Putnam Investments LLC won the support of several industry groups in an appeal by Putnam workers challenging the affiliated mutual funds in their 401(k) plan.
The Investment Company Institute, the U.S. Chamber of Commerce, and other groups urged the U.S. Court of Appeals for the First Circuit to uphold a ruling rejecting claims that Putnam was wrong to put its own investment funds—which earned fees for the company—in the 401(k) plan for its workers. The groups argued against a judicial standard that would require Putnam—and not the workers—to prove that the challenged investments caused losses to the company retirement plan.

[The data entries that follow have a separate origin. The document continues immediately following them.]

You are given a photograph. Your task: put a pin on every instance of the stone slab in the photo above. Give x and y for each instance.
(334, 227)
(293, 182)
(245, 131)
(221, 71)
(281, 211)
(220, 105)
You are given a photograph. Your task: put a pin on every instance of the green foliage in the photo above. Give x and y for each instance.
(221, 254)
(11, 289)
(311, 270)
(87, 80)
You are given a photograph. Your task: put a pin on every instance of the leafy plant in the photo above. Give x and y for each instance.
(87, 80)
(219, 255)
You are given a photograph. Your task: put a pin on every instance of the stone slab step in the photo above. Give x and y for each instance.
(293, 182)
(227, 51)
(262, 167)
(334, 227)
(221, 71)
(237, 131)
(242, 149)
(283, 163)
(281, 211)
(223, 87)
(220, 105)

The lower court’s decision in favor of Putnam was the first post-trial ruling in the recent series of cases challenging financial companies that put their own investment products in their workers’ 401(k) plans. Many cases have led to early losses for the financial companies, with courts granting wins to employees of BB&T Corp., Deutsche Bank, Franklin Templeton, American Century, and Edward Jones. In the Putnam case, the judge ruled after a seven-day trial that the workers failed to identify any specific circumstances in which the company and its 401(k) plan put their own interests ahead of the workers.
The Chamber and ICI briefs were filed Jan. 17. In November 2017, AARP filed a brief supporting the Putnam workers. AARP said that 401(k) plan fiduciaries shouldn’t get a pass for breaching their duties just because their plans have some positive attributes.
The Chamber brief focused on the idea of loss causation. It asked the First Circuit to hold that companies like Putnam can’t be held liable for offering bad or conflicted investment products unless the 401(k) investors show that those products actually caused them to lose money. Requiring employers to prove there were no losses would lead to windfalls for workers and force companies to insure against harmless errors, the Chamber argued.
ICI also argued that special legal protections specifically allow companies like Putnam to offer proprietary funds to their workers in a 401(k) plan. This practice is widespread and beneficial, ICI contended, because it allows workers to benefit from the knowledge and expertise of their colleagues.
The Chamber’s brief was joined by the American Benefits Council and the Securities Industry and Financial Markets Association. The groups were represented by Goodwin Procter LLP.
ICI was represented by Groom Law Group.
The case is Brotherston v. Putnam Investments, LLC, 1st Cir., No. 17-1711, amicus briefs filed 1/17/18.